Sell Infosys Ahead of Earnings

NEW YORK ( TheStreet) -- It's still anyone's guess when IT consulting services, which was once a dominant industry, will get back to its lofty levels.

Results from industry leaders IBM ( IBM) and Accenture ( ACN) have been less than favorable. This does not bode well for Infosys ( INFY), which is expected the report fiscal first-quarter earnings on Friday.

Indicators suggests the underlying market conditions are not stabilizing as quickly as expected. This spells doom for Infosys for several reasons. While I've always liked the company's potential, Infosys' management has made some questionable decisions causing me to rethink the company's prospects.

I don't disagree that the macro weakness in consulting services has had an impact on the company's decisions. But unlike Accenture and Cognizant ( CTSH), the moves that Infosys has made recently have been too reactionary. Nor do I believe that management has responded quickly or adequately enough to the changing market. This showed in the company's fourth-quarter earnings release in April.

Although the company posted decent revenue growth up 18% year over year, Infosys had nothing to show for it in terms of profitability. Gross margin was down nearly 6% year over year and 2% sequentially. Due to an unfavorable mix and almost a 1% drop in prices, operating income plummeted 7% year over year, missing Street estimates by roughly 9%.

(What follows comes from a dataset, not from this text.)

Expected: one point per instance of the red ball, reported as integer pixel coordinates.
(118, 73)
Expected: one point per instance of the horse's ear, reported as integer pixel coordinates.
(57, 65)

The Street showed the stock very little mercy, punishing Infosys to the extent of a 22% decline the very next day following the announcement. The bleeding didn't stop until the decline reached more than 26%. Management said the results were due to (among other things) the business being under pricing pressure, particularly the IT side of the operation, and also pointed to continued global weakness.

I'm not suggesting management is wrong. But the failure to unhinge the company from an uncertain discretionary spending environment has backfired. Now the company's ability to exploit service outsourcing if/when it does recover is in doubt. During the April conference call, management spoke about investments that the company was planning to make over the coming quarters to get Infosys back on track.

The company issued revenue guidance for full fiscal-year 2014 to come in the range of 6% to 10%, which was in line with expectations. However, I didn't see much, if any, confidence at all that the company had the formula to fix the company's eroding margins, which has been one of Infosys' biggest struggles. In that regard, management expressed difficulty in making short-term margin predictions, which suggests to me that things are not going to get better any time soon.

I'm trying to find a silver lining here somewhere, but management has stopped short of outlining how Infosys plans to overcome its lack of leverage against IBM and Accencure. Making matters worse, Accenture just issued fourth-quarter revenue and earnings-per-share guidance that were 7% and 2%, respectively, below Street expectations. This tells me that aside from trying to mitigate margin and pricing pressure concerns, Infosys may have a tougher second half of the year, too.

The disappointing part about all of this is, the stock price is very attractive. But I just don't have the confidence to recommend it at this point. Although I do believe that IT spending in the U.S. and across the globe will rebound, I question how much of that market Infosys will be able to secure.

Make no mistake, IBM, Accenture, Cognizant and the like, are all anticipating this same recovery.

In that regard, I don't see how it makes sense for Infosys management to maintain its current strategy. The company should look to expand into emerging markets to boost revenue.

Along those lines, it's equally important to try to assess how much profitability management can secure from the business it is able to win, regardless of which direction it takes.

There are clearly more questions than there are answers. In these scenarios, I've found that it's best to stay away from the stock until the business gives better signals.

At the time of publication the author had no position in any of the stocks mentioned.

This article was written by an independent contributor, separate from TheStreet's regular news coverage.
Richard Saintvilus is a private investor with an information technology and engineering background and the founder and producer of the investor Web site Saint's Sense. He has been investing and trading for over 15 years. He employs conservative strategies in assessing equities and appraising value while minimizing downside risk. His decisions are based in part on management, growth prospects, return on equity and price-to-earnings as well as macroeconomic factors. He is an investor who seeks opportunities whether on the long or short side and believes in changing positions as information changes.